改めて……

「改めて、カーラです。……カーラ゠レインボー・パレット。……今まで通り、カーラって呼んでくれればいい、です」


 よろしくです、と、カーラさんは頭を下げた。それに対し、よろしく~、……どうも、などと各々が自由に答えていく。カーラさんは顔を上げると、嬉しそうに微笑んでいた。

 海中要塞に戻って来た私たちは、一仕事を終えたことに安堵し、休憩をしていた。そんな時にカーラさんが自己紹介をし始めたのである。まあ、あんなに会って一緒に行動してきたが、主人格と話すのは初めてだもんな……。


「質問なんだけどさ、お前って……まだ、異能力は残ってるの?」


 そこで泉さんが脈略もなく質問を投げかける。それはきっと隊長としての仕事なのだろう。……異能力を持っているかいないかで、きっと対応の仕方が変わってくるから。

 カーラさんはその言葉を受け、小さく頷いた。


「残ってる、ます。……今まで通り、7つの効力……そしてカーラも、カーラとしての色……虹色の異能が、出たみたい、です。効力は、ランダム……カーラにも、何が出るか分からない、です」

「そっか……つまり、合計で8つの異能か。すごいな……」


 泉さんが苦笑い交じりに感想を述べる。確かに、1人だというのに8つも異能力を持っているというのは──人格は確か、7つを併せて「color pallet」という異能だと言っていたが、それでも見た目は1人なので──異例中の異例だろう。しかも元無能力者だったのだから、余計に珍しい。

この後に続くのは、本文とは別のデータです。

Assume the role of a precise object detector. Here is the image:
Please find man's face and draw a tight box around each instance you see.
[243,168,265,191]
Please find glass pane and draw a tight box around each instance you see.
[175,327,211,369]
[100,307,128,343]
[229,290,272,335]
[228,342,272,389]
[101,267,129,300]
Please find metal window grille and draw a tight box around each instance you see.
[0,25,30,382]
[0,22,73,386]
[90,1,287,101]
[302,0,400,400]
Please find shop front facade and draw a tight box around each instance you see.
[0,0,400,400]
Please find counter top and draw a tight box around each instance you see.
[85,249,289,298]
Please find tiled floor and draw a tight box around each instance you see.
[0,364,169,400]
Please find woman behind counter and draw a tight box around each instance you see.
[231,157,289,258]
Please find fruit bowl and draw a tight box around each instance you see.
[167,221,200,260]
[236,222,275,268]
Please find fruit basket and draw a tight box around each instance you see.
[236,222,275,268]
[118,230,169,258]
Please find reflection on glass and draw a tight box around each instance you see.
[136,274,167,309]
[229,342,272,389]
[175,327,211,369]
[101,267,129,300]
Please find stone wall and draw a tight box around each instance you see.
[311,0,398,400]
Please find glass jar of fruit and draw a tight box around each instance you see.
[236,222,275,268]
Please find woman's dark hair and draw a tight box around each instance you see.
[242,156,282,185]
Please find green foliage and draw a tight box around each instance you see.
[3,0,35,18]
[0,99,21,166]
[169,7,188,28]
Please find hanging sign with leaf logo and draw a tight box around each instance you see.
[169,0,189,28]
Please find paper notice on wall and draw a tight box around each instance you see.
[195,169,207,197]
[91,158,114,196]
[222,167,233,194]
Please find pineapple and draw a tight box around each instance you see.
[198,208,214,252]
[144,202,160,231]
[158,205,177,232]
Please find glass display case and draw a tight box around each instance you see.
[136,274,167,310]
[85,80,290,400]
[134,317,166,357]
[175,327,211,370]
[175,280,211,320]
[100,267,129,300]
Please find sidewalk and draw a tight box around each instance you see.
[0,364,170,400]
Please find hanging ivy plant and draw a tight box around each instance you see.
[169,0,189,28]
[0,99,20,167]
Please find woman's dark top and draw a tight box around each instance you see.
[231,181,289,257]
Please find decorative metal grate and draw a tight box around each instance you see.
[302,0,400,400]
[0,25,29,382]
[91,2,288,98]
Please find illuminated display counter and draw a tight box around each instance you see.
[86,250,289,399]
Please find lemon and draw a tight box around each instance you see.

 そこでカーラさんは、何故かその言葉に対して、少し気まずそうな笑みを浮かべた。……もちろん泉さんも気づいて、どうした? なんて問いかける。


「えっと……その……」

「うん」

「……この、8つの効力……自分で使い分けるの、その、難しく……なっちゃった、です。だから、今までみたいに……作戦に合わせてその場に合った効力が使えるか、どうか……」

「……あー、なるほどな」


 カーラさんが気まずそうにしていた理由が分かり、泉さんは頷いた。


「……まあ、納得だな。今までお前の中には、7人の人間がいたと言っても過言ではない。異能力は原則、1人1つ。……そんな7人の人間が、1人に集結されて、そしてその1人も異能力を発現したとなったら……到底1人で扱えるもんじゃねぇ。むしろ、全ての効力が残ってることが奇跡だな」


 そこで部屋の隅で腕を組んでいた忍野さんがそう告げる。……確かに、そうなると扱いが難しくなるのも頷ける。


 ……異能力は原則、1人1つ……。

 思わず自分の手を見つめ、それから私は、忍野さんのことを見つめた。


「……まっ、そこは了解。気負う必要はねぇよ。そこは練習次第でどうにかなる可能性もあるし……何があっても、仲間がサポートしてくれるだろうし」


 な、と、泉さんが私たちに視線を送る。その視線に促されて、私たちは大きく頷いた。

 それを見たカーラさんは、顔を綻ばせる。


「それじゃあ、カーラ゠レインボー・パレット。……改めて、『湖畔隊』へようこそ。これからもよろしくな!!」


 泉さんはそう言って、カーラさんに手を差し出した。カーラさんはそれを見つめてから……そこに両手を重ねる。


「うん、よろしくです!! 隊長、みなさん!!」


 そして7色の瞳を細め、輝く笑顔を見せた。


 ──────────


 わたしは、カーラ・パレット。それが名前。


 でもカーラの出身地では、秘密の名前を付ける文化があるんだ。それは、大事な人だけに伝える、深い愛の込められた名前。

 いつか、カーラが伝えたいと思う人に出会ったら、伝えてあげて。パパとママは、そう言ってカーラの額にキスをした。


 ねぇ、パパ、ママ、カーラね。この名前を教えたい人に出会ったの。

 ちょっと変な人たちなんだけどね。でも、とってもいい人たちよ。カーラのこと、すっごく大事にしてくれた。カーラに手を、光を伸べてくれたの。お陰でカーラね、すごい勇気が出たんだ。

 それにね、カーラが生み出したんだけど、7人の友だちも出来たの。その子たちも優しくて、いつでもカーラの背中を支えていてくれるんだ。


 これから、どれだけ空を覆いつくすような暗闇が待っていたとしても。

 カーラ、負けないよ。希望を信じて、立ち続けるよ。





 わたしは、カーラ゠レインボー・パレット。

 みんなの希望に、なってみせるよ。